And a final query SQL generation module: and the method is used for obtaining the intersection of the SQL class obtained by group _ expression analysis of the expression of the user group and the SQL query of the front user group to obtain the final query SQL.
In this embodiment, the final query SQL is as follows:
SELECT prev. super _ id FROM (SELECT super _ id FROM kudu. default. action worker overlay IN (' 7927cb5436fd14263a121bfd907127b1 ')) prev JOIN (SELECT t. super _ id FROM hi. default. tag. wheel IN (' scholar ', ' master ', ' doctor ')) t JOIN (SELECT super _ id FROM hi. default. action worker l _ date [ ' 2018-08-26 ' AND _ date > ' 2018-02-28 ' AND overlay 7927cb5436fd14263a121b bfd907127b1 ' p _ page _ text _ 0. sub _ overlay _ id. see also > 0. sub _ task _ overlay _ n _ id. master;
note that: from all scholars, masters, and doctors, a person who viewed a stock in 26.8.2018 (main _ page _ smartcheck indicates the number of times the stock was viewed) was queried.
SQL compiling tool: and the SQL server is used for analyzing the query conditions to form query SQL.
In this embodiment, the structure of the SQL compiling tool includes:
colummdata class: the metadata information of each table is packaged, and the SQL composition of each table is judged through the metadata management.
sqlAssembler class: the SQL key words are the basic class of SQL, the combination logic of each SQL key word is realized by self-definition, and each key word is combined into a complete SQL through the class.

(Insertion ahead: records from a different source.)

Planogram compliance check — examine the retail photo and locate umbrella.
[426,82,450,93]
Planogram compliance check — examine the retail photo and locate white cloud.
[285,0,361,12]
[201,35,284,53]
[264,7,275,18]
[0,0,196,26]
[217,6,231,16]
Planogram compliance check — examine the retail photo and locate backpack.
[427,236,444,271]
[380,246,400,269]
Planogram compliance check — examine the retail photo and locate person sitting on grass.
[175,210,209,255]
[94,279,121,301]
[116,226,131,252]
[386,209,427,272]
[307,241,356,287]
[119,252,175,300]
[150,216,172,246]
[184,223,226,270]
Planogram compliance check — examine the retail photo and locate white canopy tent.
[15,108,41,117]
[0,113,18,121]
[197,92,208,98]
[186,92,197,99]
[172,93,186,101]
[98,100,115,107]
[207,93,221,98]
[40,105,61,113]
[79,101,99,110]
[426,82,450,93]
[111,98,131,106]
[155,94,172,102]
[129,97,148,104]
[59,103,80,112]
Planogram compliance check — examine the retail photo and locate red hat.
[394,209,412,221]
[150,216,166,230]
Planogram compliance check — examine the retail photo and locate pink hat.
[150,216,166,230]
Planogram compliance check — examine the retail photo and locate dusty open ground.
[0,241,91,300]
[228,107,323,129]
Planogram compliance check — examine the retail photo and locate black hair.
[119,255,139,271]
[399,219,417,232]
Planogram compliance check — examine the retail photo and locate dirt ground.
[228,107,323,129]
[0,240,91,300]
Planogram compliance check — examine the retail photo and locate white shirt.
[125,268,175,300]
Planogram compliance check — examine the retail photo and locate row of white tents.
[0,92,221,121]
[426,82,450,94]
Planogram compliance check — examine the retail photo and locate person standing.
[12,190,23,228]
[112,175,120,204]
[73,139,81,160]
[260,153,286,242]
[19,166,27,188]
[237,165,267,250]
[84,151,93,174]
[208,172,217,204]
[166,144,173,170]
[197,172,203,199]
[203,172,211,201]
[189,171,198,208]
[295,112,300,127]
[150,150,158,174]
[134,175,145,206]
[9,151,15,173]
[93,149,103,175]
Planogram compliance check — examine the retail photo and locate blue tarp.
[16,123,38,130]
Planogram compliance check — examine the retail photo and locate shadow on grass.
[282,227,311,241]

sqlAssembleUtil class: the system is a supplementary tool class of the SqlAssembler and provides assistance for the SqlAssembler.
sqlConstants class: constant pool providing all SQL keywords
sqlIdentifier class: the type of complex SQL generation logic for realizing the self-definition generates SQL by analyzing JSON, and is mainly used for SQL composition of the self-definition report.
SqlSuppliers class: the function of the method is similar to that of the SqlIdentifier, and mainly realizes some customized condition analysis.
The SqlAssembler core class is described below:
1. SELECT key specification:
SELECT key, representing a search. All information that is desired to be queried needs to be called using SELECT.
The implementation code is as follows:
Figure BDA0001849746300000071
2. and realizing keywords such as COUNT, OVER, ROW _ NUMBER ().
The key words of COUNT, OVER and ROW _ NUMBER () use the character splicing function carried by JAVA to splice different parameters with COUNT, OVER and ROW _ NUMBER into legal SQL sentences.
COUNT splices columns (content to be retrieved) into a format of "COUNT (discrete column)"
ROW _ NUMBER AND OVER concatenates columns (contents to be retrieved) into a format of "ROW _ NUMBER () OVER (partition BY columns)"
The implementation code is as follows:
Figure BDA0001849746300000082
Figure BDA0001849746300000091
3. implementation of WHERE keywords
The WHERE key provides a screening function. For example, when a person whose age (age) is equal to 15 is to be found, a WHERE keyword is used, that is, the WHERE keyword combines "WHERE" and "age 15" into "WHERE age 15".
The implementation code is as follows:
Figure BDA0001849746300000092
4. implementation of AND keywords
The AND key provides the function of "AND". Mainly used after the WHERE key.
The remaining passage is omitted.